Householder said Common Core emphasizes such project-based and group learning. Some of its concepts are being piloted this spring, with full implementation being phased in across the nation beginning next school year.
“It’s a shift in philosophy because a lot of it asks the students to ask each other questions, and work with each other to come up with a solution,” said Householder, who has spent all but two of her 31 years in teaching at Monticello.
She admits she has always used projects to emphasize that “math is everywhere,” but that the new standards are pushing her towards larger group efforts.
“They (students) are enjoying it and hating it,” joked the Nationally Board Certified educator. “They like it because it is very hands-on, but they are also getting to the point they are grade-conscious, so if anything goes wrong, they can freak out a little.”
That love/hate feeling toward the quilt project was echoed in the comments of MMS student Devyn Bowsher.
“My most favorite part is putting it (quilt pieces) together. My least favorite part was getting the measurements right,” she said.
Classmate Noah Zimmerman said he enjoyed the sewing portion, “because it was something new.”
The only guideline besides making quilt squares the right size was that they had to incorporate at least these three colors: Purple, gold and white. The color requirements were a way to tie the pieces together while allowing students to be creative.
Across many subjects
Common Core also encourages teachers to cross into subjects they haven’t taught much in the past.
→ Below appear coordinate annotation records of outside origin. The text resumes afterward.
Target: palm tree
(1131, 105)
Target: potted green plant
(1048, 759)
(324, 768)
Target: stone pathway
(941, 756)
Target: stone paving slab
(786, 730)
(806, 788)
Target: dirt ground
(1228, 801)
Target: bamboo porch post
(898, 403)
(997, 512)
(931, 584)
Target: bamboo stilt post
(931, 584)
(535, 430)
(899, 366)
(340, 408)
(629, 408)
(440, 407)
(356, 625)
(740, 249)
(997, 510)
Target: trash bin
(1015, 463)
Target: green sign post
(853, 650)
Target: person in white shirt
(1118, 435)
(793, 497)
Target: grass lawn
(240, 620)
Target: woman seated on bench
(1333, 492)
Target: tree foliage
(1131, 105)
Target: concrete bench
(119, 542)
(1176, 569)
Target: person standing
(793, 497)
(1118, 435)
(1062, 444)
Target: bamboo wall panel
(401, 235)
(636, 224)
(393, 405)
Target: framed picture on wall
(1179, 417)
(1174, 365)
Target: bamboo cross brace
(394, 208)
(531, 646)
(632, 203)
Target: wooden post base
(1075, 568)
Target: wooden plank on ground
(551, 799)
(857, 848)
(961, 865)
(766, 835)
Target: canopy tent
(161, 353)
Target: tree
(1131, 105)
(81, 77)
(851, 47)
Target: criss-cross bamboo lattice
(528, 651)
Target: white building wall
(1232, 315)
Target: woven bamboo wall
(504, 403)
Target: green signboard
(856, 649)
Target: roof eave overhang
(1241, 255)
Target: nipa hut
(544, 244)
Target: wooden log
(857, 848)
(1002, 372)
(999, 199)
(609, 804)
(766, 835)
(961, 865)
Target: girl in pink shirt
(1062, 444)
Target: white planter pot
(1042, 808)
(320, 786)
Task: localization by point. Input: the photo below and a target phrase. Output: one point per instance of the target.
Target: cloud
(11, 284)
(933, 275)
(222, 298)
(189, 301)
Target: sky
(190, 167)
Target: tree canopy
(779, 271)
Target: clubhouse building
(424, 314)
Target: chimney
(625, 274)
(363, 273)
For Householder, that meant a trip to the school library and computer lab for a history lesson as students learned about quilting.
They found out that quilts were brought to Revolutionary War battlefields to keep wounded soldiers from going into shock, and that codes were built into quilts to guide escaped slaves through the underground railroad during the Civil War era.
“They’re doing a great job,” said Householder of her math students, who hope to donate the 2-3 finished quilts to the Cunningham Children’s Home in Urbana. “It’s been a long project for them, and students will tell you it’s been hard, because of the math.”
Quilt squares were completed last week, and will be tacked together by students in upcoming weeks.